В рефекториум вошёл в сопровождении капеллана не великий магистр, а маршал Годфруа де Вендак. Неуклюжий, здоровый как бык тамплиер стяжал славу неустрашимого бойца и тонкого политика-дипломата. В военное время на его плечах лежала даже большая ответственность, чем та, что отягощала великого магистра, — ведь ему приходилось командовать всеми рыцарями, монахами и воинами вспомогательных подразделений.
Капеллан начал читать молитву. Вслед за ним орденская братия прочитала «Отче наш». Лишь после этого тамплиеры могли занять свои места за столами. Во время трапезы в рефекториуме царило молчание, как это и пристало набожной монашеской общине. Лишь один брат читал выдержки из Святого Писания и Месяцеслова. Еду и напитки на столы расставляли одетые в белое монахи. Дымящееся мясо с овощами подавали на огромных блюдах, а разбавленное водой вино — в пузатых фаянсовых кружках.

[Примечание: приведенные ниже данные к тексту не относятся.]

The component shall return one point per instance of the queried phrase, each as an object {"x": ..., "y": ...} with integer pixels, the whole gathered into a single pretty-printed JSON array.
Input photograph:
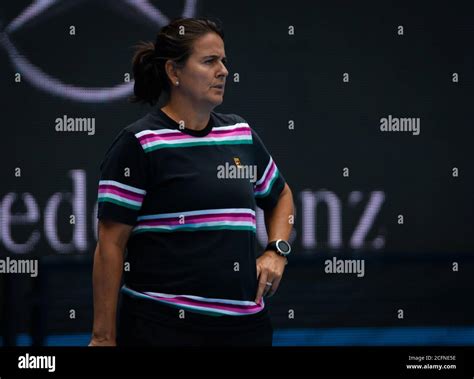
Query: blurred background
[{"x": 314, "y": 80}]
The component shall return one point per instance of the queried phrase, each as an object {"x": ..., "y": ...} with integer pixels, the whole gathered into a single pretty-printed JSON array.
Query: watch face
[{"x": 283, "y": 246}]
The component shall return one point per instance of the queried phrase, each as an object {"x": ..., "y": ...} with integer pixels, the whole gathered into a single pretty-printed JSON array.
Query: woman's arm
[
  {"x": 106, "y": 278},
  {"x": 270, "y": 265}
]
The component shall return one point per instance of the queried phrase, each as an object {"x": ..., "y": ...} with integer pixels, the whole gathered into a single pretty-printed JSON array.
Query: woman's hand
[{"x": 270, "y": 267}]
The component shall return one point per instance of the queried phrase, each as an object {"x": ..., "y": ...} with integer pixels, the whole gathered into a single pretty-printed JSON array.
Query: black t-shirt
[{"x": 191, "y": 197}]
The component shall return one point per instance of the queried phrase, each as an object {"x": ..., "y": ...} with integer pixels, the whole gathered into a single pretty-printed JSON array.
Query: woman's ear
[{"x": 171, "y": 71}]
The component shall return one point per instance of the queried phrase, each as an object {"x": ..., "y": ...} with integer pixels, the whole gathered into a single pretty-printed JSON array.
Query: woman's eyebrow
[{"x": 213, "y": 56}]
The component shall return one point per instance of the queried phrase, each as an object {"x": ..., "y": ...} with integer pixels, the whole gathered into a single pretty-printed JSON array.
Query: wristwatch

Мясом тамплиеров кормили три раза в неделю, а по воскресеньям давали даже двойные порции. Но и трапезы, на которых рыцари могли выбирать из множества блюд, тоже были частыми. В уставе ордена было записано, что после любой трапезы должно оставаться достаточно много еды для бедных и нищих.
Пока комендант или его заместитель сидел на своем возвышении в рефекториуме, никто из рыцарей не мог вставать со своего места — разве что к этому вынуждали особые обстоятельства, вроде пожара или вражеской атаки. Дисциплина и безусловное повиновение были добродетелями, проявлять которые каждый воин-монах должен был не только на поле брани, но и в обычной обстановке.
Два тамплиера, виновных в нарушении устава, включавшего двадцать семь правил, сидели на полу с опущенными головами в нескольких шагах от столов и ели. Эти унизительные наказания подтверждали: в течение определенного срока виновные не имели права попадаться братии на глаза.
Раздался грохот упавшего где-то метательного снаряда. Хотя с наступлением дня обстрел затих, кое-где через городскую стену продолжали перелетать камни и горшки с греческим огнем. Казалось, мамелюки постоянно напоминали осажденным, что обстрел может в любой момент возобновиться, и никаких надежд на спасение у них нет. Неизвестность, предоставление осажденным новой пищи для догадок о месте и времени очередной массированной атаки — все это было испытанным оружием при осадах хорошо укреплённого и боеспособного города.
Маршал, задумчиво смотревший на деревянное блюдо и кубок, встал со своего стула. Вслед за ним, шумно двигая лавками, поднялись и другие рыцари. Все это походило на слаженное выполнение команды, в которой подчинённые повторяют действия своего командира. Завершилась трапеза совместной молитвой.
Во дворе Герольт столкнулся с Теодорихом фон Эрберсбургом. Этот болтливый рыцарь называл своей родиной места на Мозеле в нескольких милях ниже Трира. С виду он был довольно мускулист и сухопар, и хотя большой разборчивостью в еде не отличался и уплетал все за обе щеки, его измождённое лицо выглядело так, будто он недавно голодал. Молодых людей связывало какое-то подобие дружбы. Впрочем, отношение Герольта к Теодориху вызывалось скорее памятью об их общей родине, чем товарищеской привязанностью. К тому же Теодорих страдал ужасной привычкой приставать с въедливыми расспросами, постоянно все при этом забывая, и бесконечно предаваться воспоминаниям о славных битвах тамплиеров.